Brought to you by the species that considers The Matrix an undesirable outcome.

  • ortusdux 4 hours ago

    IIRC, the original conceit of the Matrix was that the computers were using the humans brains as computers. That is why they are fed and kept in a dream state - so the remaining 95% of their brain power is free to be used. This also explains how Neo can gain superpowers by unlocking his full potential.

    The studio reportedly forced the change to 'humans as batteries', which in my opinion is much worse (why not cows?). I have zero proof, but I think they were concerned about overlap with a famous series of sifi novels that I won't spoil by naming, but that is currently being produced by Bradley Cooper at Warner Brothers.

    • alganet an hour ago

      Now that's a subject that can put a brain to work.

      What is that movie/series/book all about? What does it mean? etc

      The battery is a play on earlier Duracell ads. The bunny is also there. Which themselves play on the idea of the rabbit hole. It also interweaves with Toy Story from the same time period in a weird way.

      It's funny how movies from the same rough period seem to be all similar underneath. Doesn't matter the studio, the director, the concept.
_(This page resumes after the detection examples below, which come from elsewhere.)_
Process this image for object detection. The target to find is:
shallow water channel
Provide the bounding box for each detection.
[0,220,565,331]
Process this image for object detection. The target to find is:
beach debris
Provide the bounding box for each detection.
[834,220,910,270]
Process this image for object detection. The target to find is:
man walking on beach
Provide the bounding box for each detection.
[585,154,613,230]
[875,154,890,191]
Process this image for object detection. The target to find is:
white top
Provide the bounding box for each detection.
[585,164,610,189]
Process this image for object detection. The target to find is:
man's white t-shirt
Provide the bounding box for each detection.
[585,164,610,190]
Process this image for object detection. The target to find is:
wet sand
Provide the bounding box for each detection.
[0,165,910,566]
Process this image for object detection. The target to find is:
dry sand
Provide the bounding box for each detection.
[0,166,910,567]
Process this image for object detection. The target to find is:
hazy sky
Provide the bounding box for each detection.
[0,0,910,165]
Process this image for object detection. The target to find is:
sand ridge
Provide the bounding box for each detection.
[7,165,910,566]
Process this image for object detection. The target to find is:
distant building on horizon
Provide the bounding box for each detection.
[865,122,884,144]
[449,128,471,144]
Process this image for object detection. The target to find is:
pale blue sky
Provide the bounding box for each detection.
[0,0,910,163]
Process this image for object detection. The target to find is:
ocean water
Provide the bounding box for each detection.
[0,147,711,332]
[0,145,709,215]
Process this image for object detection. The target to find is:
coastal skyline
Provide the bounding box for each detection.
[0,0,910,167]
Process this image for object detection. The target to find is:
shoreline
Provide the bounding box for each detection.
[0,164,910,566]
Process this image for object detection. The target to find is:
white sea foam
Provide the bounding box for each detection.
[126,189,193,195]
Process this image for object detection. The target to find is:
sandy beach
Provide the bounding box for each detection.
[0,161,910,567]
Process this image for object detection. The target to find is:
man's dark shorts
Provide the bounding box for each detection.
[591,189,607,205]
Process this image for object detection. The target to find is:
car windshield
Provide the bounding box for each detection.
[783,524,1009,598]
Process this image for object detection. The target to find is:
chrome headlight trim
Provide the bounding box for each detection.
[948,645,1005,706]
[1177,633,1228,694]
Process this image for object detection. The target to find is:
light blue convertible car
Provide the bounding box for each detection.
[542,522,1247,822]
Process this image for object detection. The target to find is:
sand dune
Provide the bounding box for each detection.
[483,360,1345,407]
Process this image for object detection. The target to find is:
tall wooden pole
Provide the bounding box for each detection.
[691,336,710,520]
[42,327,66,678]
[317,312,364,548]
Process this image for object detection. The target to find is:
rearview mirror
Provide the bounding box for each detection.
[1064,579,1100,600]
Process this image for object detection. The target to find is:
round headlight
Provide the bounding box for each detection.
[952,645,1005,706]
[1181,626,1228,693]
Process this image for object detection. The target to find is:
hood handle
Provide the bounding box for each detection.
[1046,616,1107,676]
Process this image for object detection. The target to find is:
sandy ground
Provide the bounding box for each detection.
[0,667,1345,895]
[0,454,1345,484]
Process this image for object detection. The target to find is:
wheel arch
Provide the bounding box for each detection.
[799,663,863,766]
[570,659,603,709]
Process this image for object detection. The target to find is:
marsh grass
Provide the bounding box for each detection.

All of it can be tied together.

      It reminds me of the idea of the Gustav Gun. A giant slow ballistic trajectory launcher of projectiles on pre-laid railroads that can shoot stuff across the sea.

    • sho_hn 4 hours ago

      > IIRC, the original conceit of the Matrix was that the computers were using the humans brains as computers. That is why they are fed and kept in a dream state - so the remaining 95% of their brain power is free to be used.

      Modernized update: Training data generators for the runaway OpenAI.

    • hangonhn 3 hours ago

      OK. Thanks for explaining that. Using the human body as batteries for power has NEVER made sense to me. I suspected it was something involved with our brains. That makes it more "believable".

    • panzagl 2 hours ago

      I remember waiting for either the third or fourth page book of that series to release when The Matrix came out and being like "Oh yeah, that's where this is going". Was a much better story for a movie than a series of 700 page doorstoppers.

  • 000ooo000 3 hours ago

    Don't be so shallow! These robots allow them to focus more on animal care! They said so, so it's true.

addicted 4 hours ago

[flagged]

  • DonHopkins 4 hours ago

    I think it would be unwise to rape a cow with all those cameras around, but you be you.

    >Lely requires that dairy farmers who adopt its robots commit to letting their cows move freely between milking, feeding, and resting, as well as inside and outside the barn, at their own pace. “We believe that free cow traffic is a core part of the future of farming,” Jacobs says as we watch one cow stroll away from the milking robot while another takes its place. This is possible only when the farm operates on the cows’ schedule rather than a human’s.